AI techniques, machine learning and deep learning have received increased attention during the COVID-19 pandemic. Applications include: disease outbreak detection, contact tracing, forecasting on outbreak, detecting COVID-19 in medical images, drug and vaccine development.
The increasing adoption of electronic health records (EHRs) lead to the development of several standards for data interoperability, thus leading to the creation of large datasets which can make clinical predictive modelling research possible. Developing a reliable and reusable predictive model, requires a common data model into which diverse EHR data sets are transformed and stored. OMOP CDM and the OHDSI ecosystem is community driven and aims at enabling research into characterization, population-level effect estimation and patient-level prediction questions about the disease . ML algorithms on OMOP data are being used to help predict clinical outcomes such as mortality, risk for intubation and risk for requiring intensive care in patients with COVID-19. In this project we aim at using OMOP CDM and OHDSI tools to harmonise Covid-19 data in Malawi and Kenya.

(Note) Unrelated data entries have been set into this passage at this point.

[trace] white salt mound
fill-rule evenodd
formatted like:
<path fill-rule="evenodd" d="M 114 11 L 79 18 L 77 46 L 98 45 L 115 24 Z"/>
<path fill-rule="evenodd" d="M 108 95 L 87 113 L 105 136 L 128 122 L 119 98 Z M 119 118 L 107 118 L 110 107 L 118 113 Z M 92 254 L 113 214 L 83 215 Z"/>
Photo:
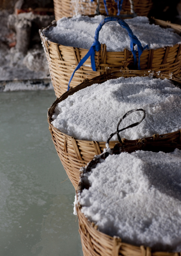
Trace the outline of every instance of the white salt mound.
<path fill-rule="evenodd" d="M 56 27 L 43 31 L 50 41 L 65 46 L 89 49 L 94 40 L 95 32 L 105 16 L 94 17 L 79 15 L 71 18 L 63 17 L 58 20 Z M 181 43 L 181 37 L 171 29 L 164 29 L 158 25 L 150 25 L 148 18 L 137 16 L 124 20 L 132 30 L 144 47 L 150 49 Z M 115 22 L 105 24 L 100 32 L 100 43 L 105 43 L 108 51 L 122 51 L 130 49 L 130 39 L 126 30 Z"/>
<path fill-rule="evenodd" d="M 109 155 L 86 173 L 81 211 L 123 242 L 181 251 L 181 150 Z"/>
<path fill-rule="evenodd" d="M 94 84 L 69 96 L 57 104 L 52 124 L 79 139 L 107 141 L 126 112 L 143 108 L 146 111 L 143 121 L 120 133 L 121 137 L 136 139 L 180 129 L 181 100 L 181 89 L 169 80 L 122 77 Z M 141 111 L 132 113 L 119 129 L 138 122 L 143 116 Z M 117 136 L 112 139 L 117 140 Z"/>

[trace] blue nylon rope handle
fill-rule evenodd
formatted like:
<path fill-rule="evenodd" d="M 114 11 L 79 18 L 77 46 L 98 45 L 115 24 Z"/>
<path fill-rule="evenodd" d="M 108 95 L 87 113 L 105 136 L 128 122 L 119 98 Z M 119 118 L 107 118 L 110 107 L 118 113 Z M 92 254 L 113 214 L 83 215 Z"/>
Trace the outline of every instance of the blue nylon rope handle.
<path fill-rule="evenodd" d="M 114 0 L 115 2 L 117 3 L 117 5 L 118 6 L 118 13 L 117 14 L 117 15 L 118 16 L 119 16 L 120 14 L 120 12 L 121 11 L 122 9 L 122 5 L 123 5 L 123 0 L 121 0 L 120 3 L 119 3 L 119 1 L 120 0 Z M 107 8 L 107 5 L 106 5 L 106 0 L 104 0 L 104 8 L 105 8 L 106 14 L 107 15 L 109 15 L 109 12 Z"/>
<path fill-rule="evenodd" d="M 75 70 L 73 71 L 71 77 L 69 80 L 68 83 L 67 91 L 70 89 L 69 85 L 72 80 L 73 77 L 75 72 L 84 63 L 84 62 L 87 60 L 88 58 L 90 56 L 90 60 L 91 62 L 91 66 L 92 69 L 93 71 L 96 71 L 95 68 L 95 51 L 98 52 L 100 49 L 100 43 L 99 41 L 99 31 L 102 28 L 103 26 L 106 22 L 109 21 L 116 21 L 118 23 L 121 27 L 124 29 L 125 29 L 128 34 L 130 39 L 130 48 L 131 50 L 133 53 L 134 58 L 134 65 L 135 65 L 137 63 L 137 59 L 136 53 L 136 51 L 134 50 L 134 46 L 137 45 L 138 46 L 138 69 L 140 70 L 140 58 L 143 51 L 145 50 L 146 48 L 148 48 L 148 45 L 146 45 L 144 47 L 143 47 L 141 45 L 141 44 L 140 41 L 138 40 L 136 36 L 133 35 L 133 31 L 130 28 L 128 25 L 123 20 L 120 18 L 118 18 L 116 17 L 108 17 L 105 18 L 100 22 L 99 25 L 98 27 L 95 30 L 95 32 L 94 41 L 92 44 L 88 51 L 88 52 L 85 55 L 83 58 L 81 60 L 78 64 Z"/>

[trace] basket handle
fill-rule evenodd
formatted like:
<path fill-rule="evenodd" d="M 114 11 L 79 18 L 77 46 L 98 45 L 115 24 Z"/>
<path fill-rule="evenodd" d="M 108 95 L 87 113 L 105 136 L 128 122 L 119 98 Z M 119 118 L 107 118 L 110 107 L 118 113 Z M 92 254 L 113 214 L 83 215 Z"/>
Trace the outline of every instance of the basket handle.
<path fill-rule="evenodd" d="M 136 111 L 143 111 L 144 113 L 143 116 L 142 117 L 141 119 L 141 120 L 140 120 L 140 121 L 139 121 L 139 122 L 137 122 L 136 123 L 135 123 L 134 124 L 130 124 L 130 125 L 128 126 L 127 126 L 126 127 L 125 127 L 125 128 L 123 128 L 123 129 L 121 129 L 121 130 L 119 129 L 119 125 L 120 124 L 121 122 L 123 120 L 123 119 L 124 119 L 124 118 L 125 117 L 127 117 L 128 116 L 129 116 L 129 114 L 131 114 L 133 112 L 135 112 Z M 139 108 L 139 109 L 131 109 L 131 110 L 130 110 L 129 111 L 128 111 L 124 115 L 123 117 L 120 119 L 120 120 L 119 120 L 119 121 L 118 122 L 118 123 L 117 126 L 117 130 L 116 131 L 116 132 L 115 132 L 113 133 L 112 133 L 109 135 L 109 137 L 108 138 L 108 140 L 107 140 L 106 144 L 108 144 L 108 145 L 109 145 L 109 141 L 110 141 L 110 139 L 115 134 L 117 134 L 117 136 L 118 137 L 118 139 L 119 141 L 119 142 L 121 143 L 121 138 L 119 135 L 119 133 L 120 132 L 122 132 L 122 131 L 124 130 L 125 130 L 126 129 L 128 129 L 128 128 L 131 128 L 131 127 L 134 127 L 135 126 L 136 126 L 138 125 L 138 124 L 139 124 L 142 122 L 143 120 L 145 119 L 145 116 L 146 116 L 146 111 L 145 110 L 144 110 L 144 109 L 143 109 L 143 108 Z"/>
<path fill-rule="evenodd" d="M 84 63 L 84 62 L 87 60 L 88 58 L 90 56 L 90 60 L 91 62 L 91 66 L 93 71 L 96 71 L 95 68 L 95 51 L 97 51 L 98 52 L 100 49 L 100 43 L 99 41 L 99 31 L 102 28 L 103 26 L 107 22 L 109 21 L 116 21 L 122 27 L 125 29 L 128 34 L 128 35 L 130 39 L 130 48 L 131 50 L 133 53 L 133 57 L 134 58 L 134 65 L 135 65 L 137 63 L 137 59 L 136 53 L 136 51 L 134 50 L 134 46 L 137 45 L 138 46 L 138 69 L 140 69 L 140 56 L 143 52 L 143 51 L 146 48 L 148 48 L 148 45 L 146 45 L 144 47 L 143 47 L 141 44 L 140 41 L 138 40 L 137 37 L 133 34 L 133 31 L 130 28 L 128 24 L 125 22 L 123 20 L 116 17 L 108 17 L 105 18 L 100 22 L 97 27 L 95 32 L 94 40 L 94 42 L 92 44 L 88 51 L 88 52 L 85 55 L 83 58 L 81 60 L 79 63 L 78 64 L 75 70 L 73 71 L 73 73 L 68 82 L 67 91 L 70 89 L 69 85 L 72 80 L 73 77 L 75 72 Z"/>

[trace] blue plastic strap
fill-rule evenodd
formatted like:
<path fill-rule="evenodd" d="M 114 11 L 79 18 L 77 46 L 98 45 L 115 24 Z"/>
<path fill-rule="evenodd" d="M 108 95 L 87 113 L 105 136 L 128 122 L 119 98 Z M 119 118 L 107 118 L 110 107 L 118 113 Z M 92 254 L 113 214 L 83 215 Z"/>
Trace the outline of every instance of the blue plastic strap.
<path fill-rule="evenodd" d="M 106 5 L 106 0 L 104 0 L 104 8 L 105 8 L 106 14 L 107 15 L 109 15 L 109 12 L 108 12 L 107 5 Z"/>
<path fill-rule="evenodd" d="M 105 18 L 99 24 L 98 27 L 95 30 L 95 32 L 94 41 L 90 47 L 90 48 L 87 54 L 84 56 L 82 60 L 80 61 L 76 69 L 72 73 L 68 83 L 67 91 L 70 88 L 69 85 L 72 81 L 72 78 L 75 73 L 75 72 L 77 70 L 82 66 L 84 62 L 87 60 L 88 58 L 90 56 L 90 60 L 91 62 L 91 66 L 93 71 L 96 71 L 95 65 L 95 51 L 98 52 L 100 49 L 100 43 L 99 41 L 99 31 L 102 28 L 103 26 L 106 22 L 109 21 L 116 21 L 118 22 L 121 27 L 125 29 L 128 32 L 128 35 L 130 39 L 130 48 L 131 51 L 134 58 L 134 65 L 136 65 L 137 63 L 137 59 L 136 56 L 136 51 L 134 50 L 134 46 L 137 45 L 138 46 L 138 69 L 140 69 L 140 56 L 143 52 L 143 51 L 146 48 L 148 48 L 148 46 L 147 45 L 144 48 L 142 47 L 140 41 L 138 40 L 137 37 L 133 34 L 133 31 L 130 28 L 128 25 L 121 19 L 116 17 L 109 17 Z"/>
<path fill-rule="evenodd" d="M 118 0 L 118 15 L 119 15 L 120 14 L 120 12 L 121 11 L 121 9 L 122 9 L 122 6 L 123 5 L 123 0 L 121 0 L 121 2 L 120 2 L 120 4 L 118 3 L 118 2 L 119 2 L 119 0 Z"/>

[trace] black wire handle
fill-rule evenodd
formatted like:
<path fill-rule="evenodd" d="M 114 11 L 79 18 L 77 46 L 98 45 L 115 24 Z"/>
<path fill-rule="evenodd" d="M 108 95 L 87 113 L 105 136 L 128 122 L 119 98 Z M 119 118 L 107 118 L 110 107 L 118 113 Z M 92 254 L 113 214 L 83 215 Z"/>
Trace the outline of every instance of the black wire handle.
<path fill-rule="evenodd" d="M 119 125 L 120 124 L 120 123 L 121 123 L 121 122 L 123 120 L 123 119 L 124 119 L 124 118 L 128 116 L 129 116 L 130 114 L 131 114 L 133 112 L 135 112 L 136 111 L 143 111 L 144 113 L 144 115 L 143 117 L 142 117 L 142 118 L 141 120 L 140 121 L 139 121 L 139 122 L 137 122 L 136 123 L 135 123 L 134 124 L 130 124 L 130 125 L 128 126 L 127 126 L 127 127 L 125 127 L 125 128 L 123 128 L 122 129 L 121 129 L 121 130 L 119 130 Z M 129 111 L 128 111 L 126 113 L 124 114 L 124 115 L 123 116 L 123 117 L 120 119 L 119 121 L 118 122 L 118 125 L 117 126 L 117 130 L 116 132 L 115 132 L 113 133 L 112 133 L 110 135 L 109 138 L 108 138 L 108 140 L 107 140 L 107 143 L 108 143 L 109 144 L 109 141 L 110 139 L 111 139 L 111 138 L 113 137 L 113 136 L 115 135 L 115 134 L 117 134 L 117 136 L 118 137 L 118 139 L 119 142 L 121 143 L 121 137 L 120 137 L 120 136 L 119 134 L 119 133 L 120 132 L 122 132 L 123 130 L 125 130 L 126 129 L 128 129 L 128 128 L 131 128 L 131 127 L 134 127 L 134 126 L 136 126 L 139 124 L 140 123 L 141 123 L 143 120 L 145 119 L 145 117 L 146 116 L 146 111 L 145 110 L 144 110 L 144 109 L 143 109 L 142 108 L 139 108 L 139 109 L 131 109 L 131 110 L 130 110 Z"/>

Apart from clinical research, AI has other applications. AI algorithms using natural language processing and information retrieval techniques are used to detect information about possible outbreaks in social media. Agencies such as Ministries of Health lack end-to-end visibility or understanding of their data (which may reside in many disparate structured or unstructured sources) as well as face challenges with data accessibility, integrity and quality. AI can be used for data archeology in the discovery and cataloguing of valuable data. AI can be used to automate meta-data production and to augment sets of documents.